This is all dependant upon the base price of the home anyway. A $100,000 home won't get a $10k increase from energy savings/wood stove. but a $400k home might - that's a 2.5% increase in home value due to significantly better insulation/sealing and lower energy bills along with an attractive option (wood burning stove).


----------



## mhrischuk (Aug 22, 2011)

Lots of people in 400K homes aren't interested in the woodwork.


----------



## begreen (Aug 22, 2011)

A local realtor answered this question a few years back in the newspaper. I tried to google the article but haven't been able to find it. It was her opinion that generally a woodstove/insert does not add to the homes value and often detracts from it due to numerous factors.


----------



## mhrischuk (Aug 22, 2011)

BeGreen said:
			
		

> A local realtor answered this question a few years back in the newspaper. I tried to google the article but haven't been able to find it. It was her opinion that generally a woodstove/insert does not add to the homes value and often detracts from it due to numerous factors.



Similar to inground pools depending on where you live and the current buyer profiles in your area.


----------



## Stump_Branch (Aug 22, 2011)

My thoughts exactly. I will have to install a new furnace (oil) before i sell the house. I bought with this intention as it was a foreclosure, i a first time home buyer etc. When considering, folks told me to look into a wood furnace...i would have no problem. However i cant see alot of people who would come to the house and want to buy knowing it. I would think that even if i had ten plus years of wood sitting in perfect storage, basically free heat for someone...they wouldnt want to move wood indoors and stoke it...

Better off selling the stove seperatly when you move to get money out. Unless you find that right wood nut like us around here.


----------



## My Oslo heats my home (Aug 23, 2011)

BeGreen said:
			
		

> A local realtor answered this question a few years back in the newspaper. I tried to google the article but haven't been able to find it. It was her opinion that generally a woodstove/insert does not add to the homes value and often detracts from it due to numerous factors.



+1  about the same here


----------



## zknowlto (Aug 23, 2011)

Consumer Reports ran an article not long ago that claimed, in the current housing market, that there was basically no home improvement you could make that would increase the value of the your house more than the initial cost of said improvement.  

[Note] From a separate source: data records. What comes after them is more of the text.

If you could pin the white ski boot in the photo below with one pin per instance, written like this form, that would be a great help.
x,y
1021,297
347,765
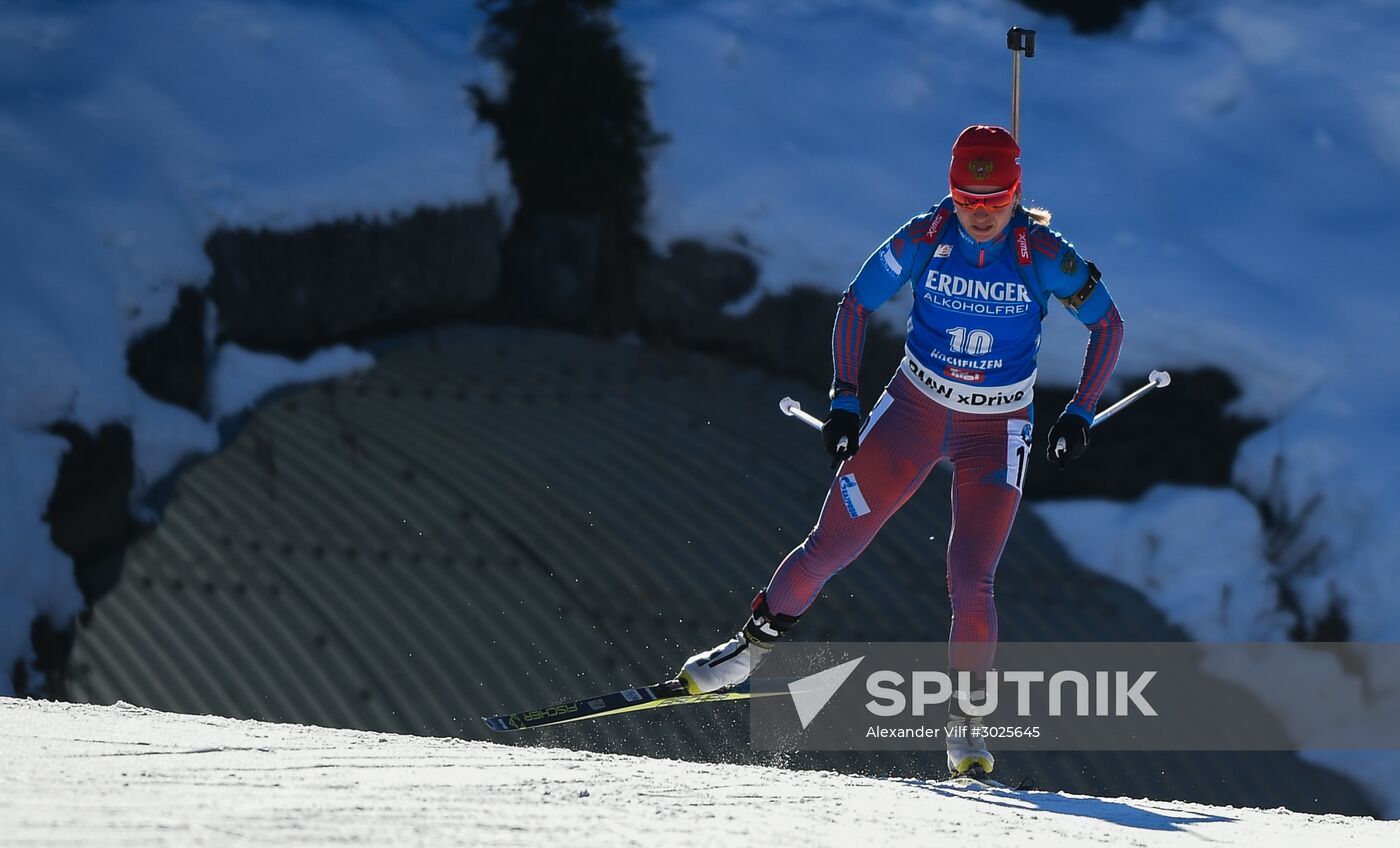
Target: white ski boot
x,y
968,747
968,754
734,661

When my father purchased his current house approximately 10 years ago, one of the first things he did was have the fireplace insert removed (he didn't like the look of it).  From personal experience, my wife and I definitely rejected a house we looked at because of the wood stove.  My wife didn't like the distinctly "country" decor it gave the living space.  I, growing up in a house where we regularly used our masonry fireplace, didn't understand the advantage of having a stove.  

You might get lucky and find someone who is really looking for a insert or stove and will pay for the privilege.  My intuition tells me, however, that if you're considering a stove/insert primarily as an "investment", you should put your money elsewhere.


----------



## Bocefus78 (Aug 23, 2011)

My family sells RE and has for 25 years.  If you want a general answer, no increase in value is given. I suppose this can change by area, but in my market (Central Indiana), it doesn't change a thing.  Most people these days look at inserts as something ugly that they will have to remove or the house is going to burst into flames. He77, they want remote control gas fireplaces around here! The have no clue as to efficiency, $$$ savings, and mostly dont care. To them, its ugly. Now, if your particular buyer knows wood heat, they still wont PAY more, but they will look at your home before one without an insert/stove.  Kinda like 2 twin houses....one with granite countertops, one with laminate. Same lots, same everything......including price.  Which one would you buy?  Whoever said you have to sell it against the competition, nailed it. I would advertise "seller will remove insert and return open fireplace to operating condition" and that way you get both types of buyers attention. It's a small price to pay to get a buyer in most markets these days.


----------



## mhrischuk (Aug 23, 2011)

If I was looking at the home I would use the wood stove a little as a negative in my conversation to help get the price down... even if I loved it!


----------